R18, 1hr 45min
Reviewed by Katy Breheny.
At the heart of Dredd beats a compelling story that will hold you captive - that is, if you can stomach some excessively messy visual effects to get to it.
In a post-apocalyptic world, humans cling to seedy survival in mega-cities made up of huge residential structures.
Crime is rampant, and justice systems have little hope of stemming the tide. To fight the odds, judges who can deliver a verdict and administer instant justice, as well as look cool on a massive motorbike, are the answer.
One such judge, Dredd (Karl Urban), is having his usual six-executions-before-morning-tea Monday when he is ordered to road-test a rookie judge.
Fresh from her training, Anderson (Olivia Thirlby) has technically failed by a small margin, but she has a secret weapon on her side.
The legendary Judge Dredd may have doubts about her abilities, but when pitted against the considerable resources of violent drug lord Ma-Ma (Lena Headey), Anderson has surprising qualities.
While you may have judged this movie to be all testosterone and no substance, based on the bikes, the reflective helmet and some forgettable advertising, Dredd defies such description. The viewer is quickly entrapped in a terrifying story with only one way out, and the odds are that it won't be a good one.
You would expect this movie to draw on some very tired stereotypes and fall back on game-type combat scenes that make most of us yawn.
Instead, it avoids the usual pitfalls, having the ability to happily traumatise most of us in the process. That is, unless you close your eyes during the gory bits.
Having found the violence rather too much in 2-D, I would advise only those with a cast-iron stomach to chance the 3-D version.
New Zealand's Karl Urban has the role of Judge Dredd, and he never raises his helmet while attempting to convey all that Dredd represents.
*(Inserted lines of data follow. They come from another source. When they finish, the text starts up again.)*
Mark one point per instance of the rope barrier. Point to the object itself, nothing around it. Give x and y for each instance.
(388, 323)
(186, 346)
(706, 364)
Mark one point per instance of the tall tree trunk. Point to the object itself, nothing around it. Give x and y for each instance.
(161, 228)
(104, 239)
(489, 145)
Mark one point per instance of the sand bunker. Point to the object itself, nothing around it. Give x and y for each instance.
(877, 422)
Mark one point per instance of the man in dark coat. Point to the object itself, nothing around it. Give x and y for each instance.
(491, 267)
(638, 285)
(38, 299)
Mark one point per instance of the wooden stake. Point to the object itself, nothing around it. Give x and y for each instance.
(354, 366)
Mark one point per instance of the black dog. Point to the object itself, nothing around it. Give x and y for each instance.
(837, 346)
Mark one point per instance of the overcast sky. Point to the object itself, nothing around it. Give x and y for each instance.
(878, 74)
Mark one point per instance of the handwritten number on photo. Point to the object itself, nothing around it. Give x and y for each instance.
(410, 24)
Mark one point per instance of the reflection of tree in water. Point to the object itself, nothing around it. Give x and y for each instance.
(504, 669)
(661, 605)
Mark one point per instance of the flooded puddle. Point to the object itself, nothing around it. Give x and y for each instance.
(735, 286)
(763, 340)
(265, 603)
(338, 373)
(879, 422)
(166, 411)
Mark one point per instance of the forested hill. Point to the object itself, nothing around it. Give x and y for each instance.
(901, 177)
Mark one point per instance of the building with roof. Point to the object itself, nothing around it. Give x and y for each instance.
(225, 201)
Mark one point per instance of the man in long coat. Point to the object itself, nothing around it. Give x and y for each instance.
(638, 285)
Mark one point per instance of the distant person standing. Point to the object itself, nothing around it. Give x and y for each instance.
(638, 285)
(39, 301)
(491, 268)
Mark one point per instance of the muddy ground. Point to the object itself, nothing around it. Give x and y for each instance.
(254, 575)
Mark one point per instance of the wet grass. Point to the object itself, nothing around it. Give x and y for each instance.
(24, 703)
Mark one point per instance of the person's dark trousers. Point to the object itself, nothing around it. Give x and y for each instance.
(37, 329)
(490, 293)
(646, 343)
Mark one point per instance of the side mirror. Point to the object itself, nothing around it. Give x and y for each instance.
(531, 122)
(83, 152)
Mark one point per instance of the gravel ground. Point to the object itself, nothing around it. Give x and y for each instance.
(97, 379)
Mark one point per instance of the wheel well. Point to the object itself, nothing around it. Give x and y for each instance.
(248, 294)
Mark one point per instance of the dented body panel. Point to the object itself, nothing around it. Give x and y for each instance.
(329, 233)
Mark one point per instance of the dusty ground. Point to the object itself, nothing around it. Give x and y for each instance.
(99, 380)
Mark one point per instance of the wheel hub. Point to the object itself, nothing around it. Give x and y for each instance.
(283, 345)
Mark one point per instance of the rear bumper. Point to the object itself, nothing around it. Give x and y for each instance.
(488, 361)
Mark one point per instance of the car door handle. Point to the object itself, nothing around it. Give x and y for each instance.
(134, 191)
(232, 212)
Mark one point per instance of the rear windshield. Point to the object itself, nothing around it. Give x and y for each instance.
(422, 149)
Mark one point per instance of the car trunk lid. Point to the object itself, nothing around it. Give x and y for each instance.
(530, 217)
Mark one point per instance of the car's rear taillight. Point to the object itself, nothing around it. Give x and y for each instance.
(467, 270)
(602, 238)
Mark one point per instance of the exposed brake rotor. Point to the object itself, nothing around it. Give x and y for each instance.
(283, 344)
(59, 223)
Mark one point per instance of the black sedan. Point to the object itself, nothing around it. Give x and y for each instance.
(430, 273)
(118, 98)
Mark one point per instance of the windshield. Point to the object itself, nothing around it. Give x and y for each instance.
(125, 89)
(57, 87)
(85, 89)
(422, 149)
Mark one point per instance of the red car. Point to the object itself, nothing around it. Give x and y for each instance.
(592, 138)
His gravelly voice, strong presence and a touch of empathy all come through, as well as a touch of stubble.
Depending on audience age, Dredd may seem vaguely familiar.
Judge Dredd, with Dredd played by Sylvester Stallone, was released in 1995, although it did not rate highly.
But in this film, although it may be difficult to see what is going on behind reflective sunglasses and helmets, there is no reason for the film-makers to dread the ratings.